KTLS with zfs recv
Alan Somers
asomers at freebsd.org
Fri Feb 26 17:53:05 UTC 2021
On Fri, Feb 26, 2021 at 9:24 AM Rodney W. Grimes <
freebsd-rwg at gndrsh.dnsmgr.net> wrote:
> > My understanding is that KTLS works very well with OpenSSL for sending,
> but
> > not as well for receiving, because there's nothing like a recvfile
> > syscall. However, it works great for both send and receive with NFS,
> where
> > all the data remains in the kernel. What about zfs recv?

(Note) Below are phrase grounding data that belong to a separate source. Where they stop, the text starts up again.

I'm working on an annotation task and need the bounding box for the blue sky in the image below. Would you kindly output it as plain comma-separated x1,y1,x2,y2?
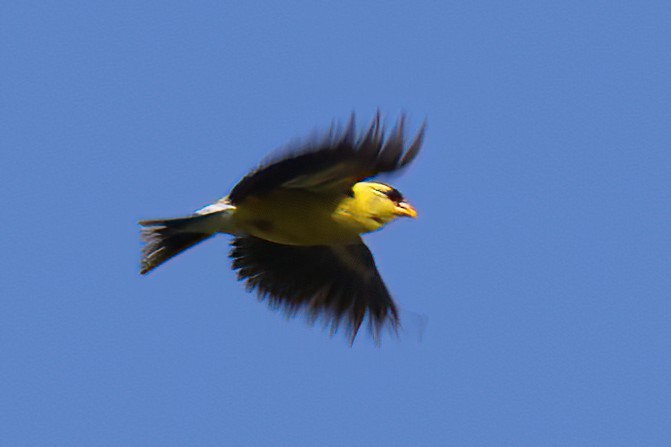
2,1,670,445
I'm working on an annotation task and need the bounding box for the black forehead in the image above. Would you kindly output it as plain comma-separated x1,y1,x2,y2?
376,183,404,202
385,188,404,202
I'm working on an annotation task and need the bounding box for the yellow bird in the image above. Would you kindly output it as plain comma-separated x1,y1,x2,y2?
139,113,424,343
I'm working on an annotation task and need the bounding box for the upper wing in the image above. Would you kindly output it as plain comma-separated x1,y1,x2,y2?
228,112,425,204
229,235,400,344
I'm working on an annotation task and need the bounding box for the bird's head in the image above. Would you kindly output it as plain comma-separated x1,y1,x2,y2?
350,182,417,231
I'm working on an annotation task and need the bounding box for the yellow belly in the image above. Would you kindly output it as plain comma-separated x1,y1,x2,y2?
232,189,365,245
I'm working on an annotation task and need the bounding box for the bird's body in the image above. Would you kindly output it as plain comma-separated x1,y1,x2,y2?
230,182,415,245
139,113,424,343
233,188,359,245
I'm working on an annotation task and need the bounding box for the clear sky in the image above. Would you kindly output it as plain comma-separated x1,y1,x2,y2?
2,1,670,446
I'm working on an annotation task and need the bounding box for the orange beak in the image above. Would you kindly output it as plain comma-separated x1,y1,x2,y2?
394,201,418,218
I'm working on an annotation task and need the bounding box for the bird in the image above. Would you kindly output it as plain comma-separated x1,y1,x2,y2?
139,112,425,344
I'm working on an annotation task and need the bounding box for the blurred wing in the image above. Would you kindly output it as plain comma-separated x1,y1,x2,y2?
229,236,400,344
228,112,425,204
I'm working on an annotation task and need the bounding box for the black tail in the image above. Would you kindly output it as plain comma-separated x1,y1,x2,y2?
139,215,216,275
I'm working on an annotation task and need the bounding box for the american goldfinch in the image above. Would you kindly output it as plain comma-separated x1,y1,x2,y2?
139,113,424,343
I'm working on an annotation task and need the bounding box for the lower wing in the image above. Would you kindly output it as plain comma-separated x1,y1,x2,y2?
229,236,399,344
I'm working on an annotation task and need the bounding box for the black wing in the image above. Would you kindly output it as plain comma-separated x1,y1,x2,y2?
228,112,425,204
229,235,400,344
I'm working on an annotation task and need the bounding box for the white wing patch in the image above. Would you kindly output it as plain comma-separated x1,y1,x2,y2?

A very common
> > pattern is for an application to read from an SSL socket and then pipe
> the
> > data to zfs recv. For example, zrepl does that. Could zfs recv instead
> > read directly from the KTLS socket, bypassing userspace? That could
> > potentially save a _lot_ of cycles for a _lot_ of people.
>
> I did some patches and a short presentation at BSDCan that basically
> shoves the whole zfs send and zfs recv process into the kernel, ie
> it opens the sockets up, makes the connections, then the socket
> is passed into the kernel(s) and it all runs in kernel mode.
>
>
> https://www.bsdcan.org/2018/schedule/attachments/479_BSDCan-2018-zfs-send.pdf
>
> A few things need fixed like reversing who does the listen for
> security reasons, but this feature is probably ready for prime
> time.
>
> > -Alan
>
> --
> Rod Grimes
> rgrimes at freebsd.org
That looks potentially useful, but it doesn't use encryption. Would it
work if the socket had been opened by openssl with ktls?